Against this backdrop, Midwest bankers enumerated some common priorities for 1995:
* Consolidation - Slow merger market notwithstanding, a number of banks are focused on completing major transactions struck last year.
Mr. Craig of Boatmen's, for example, said he is intent on absorbing the $3.5 billion-asset Worthen Banking Corp., Little Rock. Mr. Grundhofer of First Bank has his hands full with the newly acquired Metropolitan Financial Corp., an $8 billion-asset thrift. And Firstar's Mr. Fitzsimonds wants to get his arms around the $1.8 billion-asset First Colonial Bankshares Corp., Chicago.
"For us, 1995 will be a year of assimilation," said Mr. Fitzsimonds.
* Efficiency - In the face of daunting competition and uncertainty about margins and fee income, bankers say extraordinary cost control is a necessity.
"The banks that can boost operating leverage will have an advantage in this kind of environment," said Mr. Grundhofer of First Bank.
* Risk management - Most bankers openly say risk-adjusted loan yields are deteriorating. That, along with prospects for continued loan growth, makes credit quality an issue of growing importance.
"We have to assure shareholders that we know how to underwrite credit," said Mr. Miller of Comerica.
Mr. Mullin of First Chicago held out the recent naming of David J. Vitale to the newly created post of senior risk management officer as evidence of his company's heightened resolve.
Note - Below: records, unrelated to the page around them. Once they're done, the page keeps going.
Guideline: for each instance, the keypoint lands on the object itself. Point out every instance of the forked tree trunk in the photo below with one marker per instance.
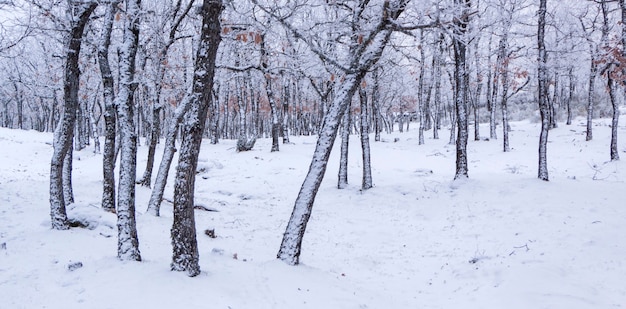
(543, 93)
(154, 205)
(420, 91)
(68, 190)
(361, 60)
(342, 181)
(460, 76)
(128, 242)
(503, 64)
(110, 126)
(64, 134)
(572, 87)
(365, 142)
(157, 106)
(185, 255)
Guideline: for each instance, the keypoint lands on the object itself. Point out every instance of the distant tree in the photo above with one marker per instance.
(461, 23)
(367, 182)
(128, 242)
(346, 127)
(361, 57)
(63, 136)
(174, 18)
(110, 120)
(185, 248)
(542, 79)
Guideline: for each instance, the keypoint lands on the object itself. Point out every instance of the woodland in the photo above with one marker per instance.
(111, 76)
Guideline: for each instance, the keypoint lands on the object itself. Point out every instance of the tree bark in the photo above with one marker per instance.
(108, 154)
(342, 181)
(185, 255)
(543, 93)
(362, 57)
(128, 242)
(460, 76)
(154, 205)
(64, 134)
(367, 182)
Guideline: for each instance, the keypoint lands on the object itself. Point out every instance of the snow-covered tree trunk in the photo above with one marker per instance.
(460, 76)
(476, 100)
(157, 107)
(154, 205)
(362, 57)
(438, 63)
(503, 64)
(365, 142)
(376, 105)
(342, 181)
(185, 255)
(64, 133)
(275, 120)
(285, 124)
(590, 97)
(420, 91)
(94, 125)
(68, 189)
(128, 242)
(542, 79)
(572, 87)
(110, 121)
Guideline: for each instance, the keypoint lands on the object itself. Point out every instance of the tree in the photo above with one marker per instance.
(361, 57)
(185, 248)
(128, 242)
(542, 79)
(176, 16)
(110, 122)
(63, 136)
(367, 182)
(460, 78)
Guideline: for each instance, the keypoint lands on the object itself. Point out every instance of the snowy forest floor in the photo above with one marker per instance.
(501, 239)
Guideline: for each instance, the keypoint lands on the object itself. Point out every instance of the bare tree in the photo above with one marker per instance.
(542, 79)
(176, 17)
(460, 78)
(128, 242)
(110, 122)
(64, 133)
(185, 248)
(367, 182)
(361, 58)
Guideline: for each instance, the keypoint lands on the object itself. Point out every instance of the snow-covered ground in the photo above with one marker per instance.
(502, 239)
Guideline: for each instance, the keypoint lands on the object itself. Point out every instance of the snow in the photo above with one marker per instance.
(500, 239)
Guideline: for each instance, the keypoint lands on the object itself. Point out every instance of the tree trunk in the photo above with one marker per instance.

Portfolio management also will remain a sensitive risk issue, especially given the prospects for further rate hikes. "It will be a challenge to build core deposit funding needed to sustain loan growth," said Mr. Fitzsimonds.
* Product development, delivery and marketing - Anxious to build fee revenues, and under severe investor pressure to demonstrate growth independent of acquisitions, bankers say they are intent on building customer relationships.
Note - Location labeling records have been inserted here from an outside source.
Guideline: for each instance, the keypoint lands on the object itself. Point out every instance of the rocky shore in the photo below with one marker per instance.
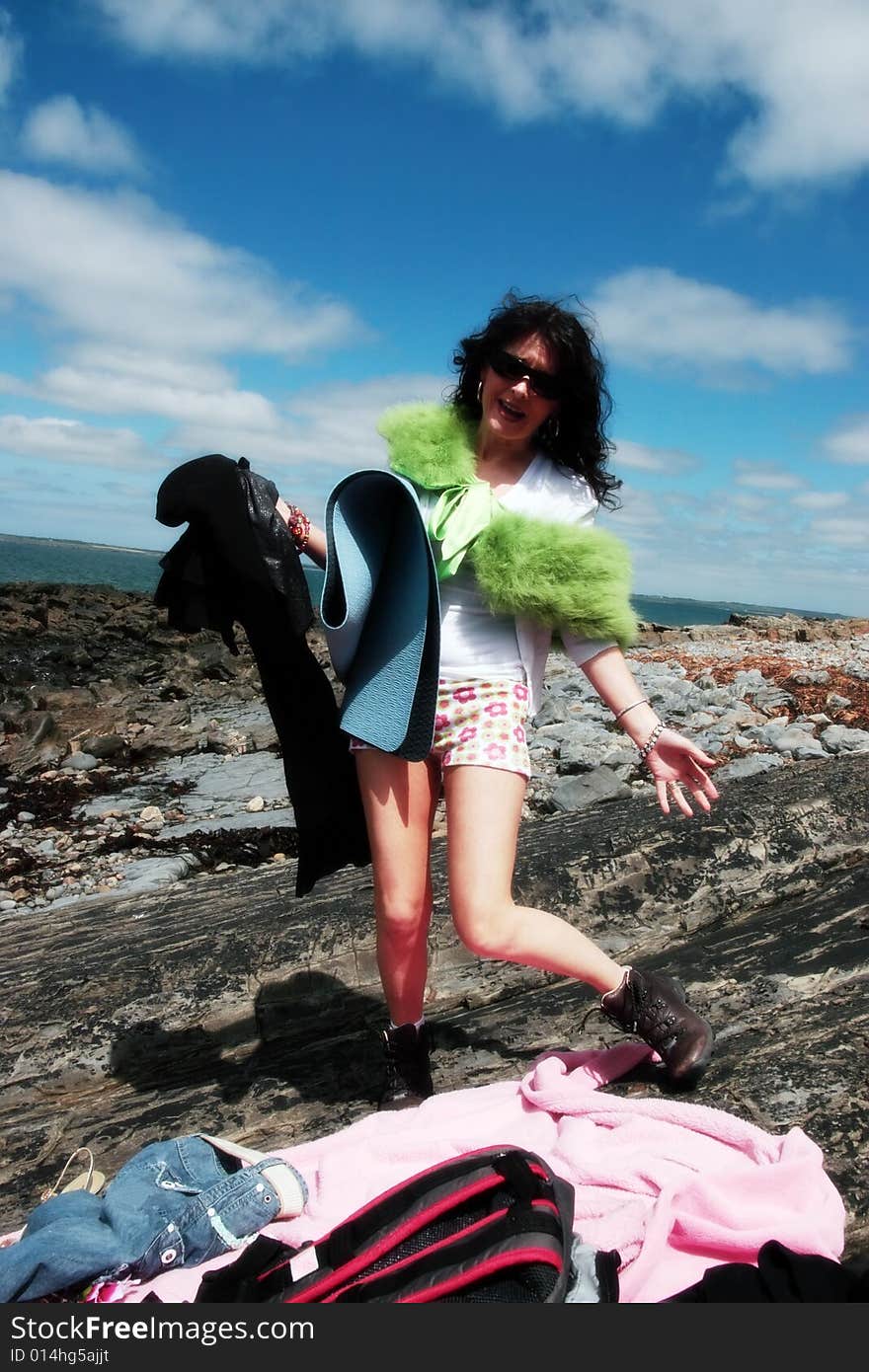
(133, 756)
(162, 978)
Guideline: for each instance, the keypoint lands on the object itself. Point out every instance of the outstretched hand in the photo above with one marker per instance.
(675, 762)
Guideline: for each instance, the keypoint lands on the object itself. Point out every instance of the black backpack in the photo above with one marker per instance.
(488, 1225)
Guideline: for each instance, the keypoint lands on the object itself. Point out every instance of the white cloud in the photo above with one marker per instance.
(10, 53)
(850, 443)
(766, 477)
(129, 271)
(640, 457)
(113, 393)
(323, 433)
(73, 442)
(653, 316)
(844, 533)
(822, 499)
(62, 130)
(801, 71)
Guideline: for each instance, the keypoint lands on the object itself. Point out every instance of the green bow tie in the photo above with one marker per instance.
(460, 514)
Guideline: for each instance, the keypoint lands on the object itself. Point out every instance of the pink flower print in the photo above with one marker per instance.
(497, 707)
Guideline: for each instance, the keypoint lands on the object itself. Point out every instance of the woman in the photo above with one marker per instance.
(510, 475)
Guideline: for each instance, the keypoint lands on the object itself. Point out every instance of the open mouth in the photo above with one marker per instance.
(511, 412)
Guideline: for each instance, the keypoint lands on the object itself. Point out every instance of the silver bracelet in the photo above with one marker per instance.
(643, 700)
(650, 744)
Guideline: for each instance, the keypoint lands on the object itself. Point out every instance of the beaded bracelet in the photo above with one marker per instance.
(650, 744)
(299, 527)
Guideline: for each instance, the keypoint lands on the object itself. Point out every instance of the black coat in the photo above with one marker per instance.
(238, 563)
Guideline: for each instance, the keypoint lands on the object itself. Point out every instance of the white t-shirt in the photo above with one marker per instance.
(475, 643)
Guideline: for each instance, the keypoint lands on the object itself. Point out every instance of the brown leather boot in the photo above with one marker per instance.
(654, 1007)
(408, 1070)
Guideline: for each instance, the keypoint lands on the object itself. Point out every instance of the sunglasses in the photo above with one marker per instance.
(514, 369)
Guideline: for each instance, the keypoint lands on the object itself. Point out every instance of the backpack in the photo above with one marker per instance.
(489, 1225)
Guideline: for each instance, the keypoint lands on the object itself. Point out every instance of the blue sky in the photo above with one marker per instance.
(250, 228)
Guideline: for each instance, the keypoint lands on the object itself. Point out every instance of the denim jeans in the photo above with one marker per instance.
(175, 1203)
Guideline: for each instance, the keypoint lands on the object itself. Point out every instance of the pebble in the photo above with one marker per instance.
(580, 757)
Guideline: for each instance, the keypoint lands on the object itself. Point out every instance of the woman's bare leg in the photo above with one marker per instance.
(484, 808)
(400, 801)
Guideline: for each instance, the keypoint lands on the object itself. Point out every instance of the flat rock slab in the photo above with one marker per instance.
(227, 1005)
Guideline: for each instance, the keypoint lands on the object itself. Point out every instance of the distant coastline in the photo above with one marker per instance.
(62, 560)
(78, 542)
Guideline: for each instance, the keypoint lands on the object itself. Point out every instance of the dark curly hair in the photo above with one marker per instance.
(578, 440)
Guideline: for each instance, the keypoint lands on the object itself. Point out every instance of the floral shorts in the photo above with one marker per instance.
(479, 724)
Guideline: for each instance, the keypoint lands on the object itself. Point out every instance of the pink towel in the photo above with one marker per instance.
(674, 1187)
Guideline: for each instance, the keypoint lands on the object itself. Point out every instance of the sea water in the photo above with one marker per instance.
(137, 570)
For starters, that means further progress is necessary in providing new delivery mechanisms, such as telephone and personal computer banking, automated teller machines, and grocery store outlets.
"Banking is moving away from traditional branches," said Mr. Miller of Comerica.
And marketing has to be taken seriously, given its crucial role in internally generated growth. "We need to improve the product mix, call aggressively, and be responsive," said Mr. Daberko of National City.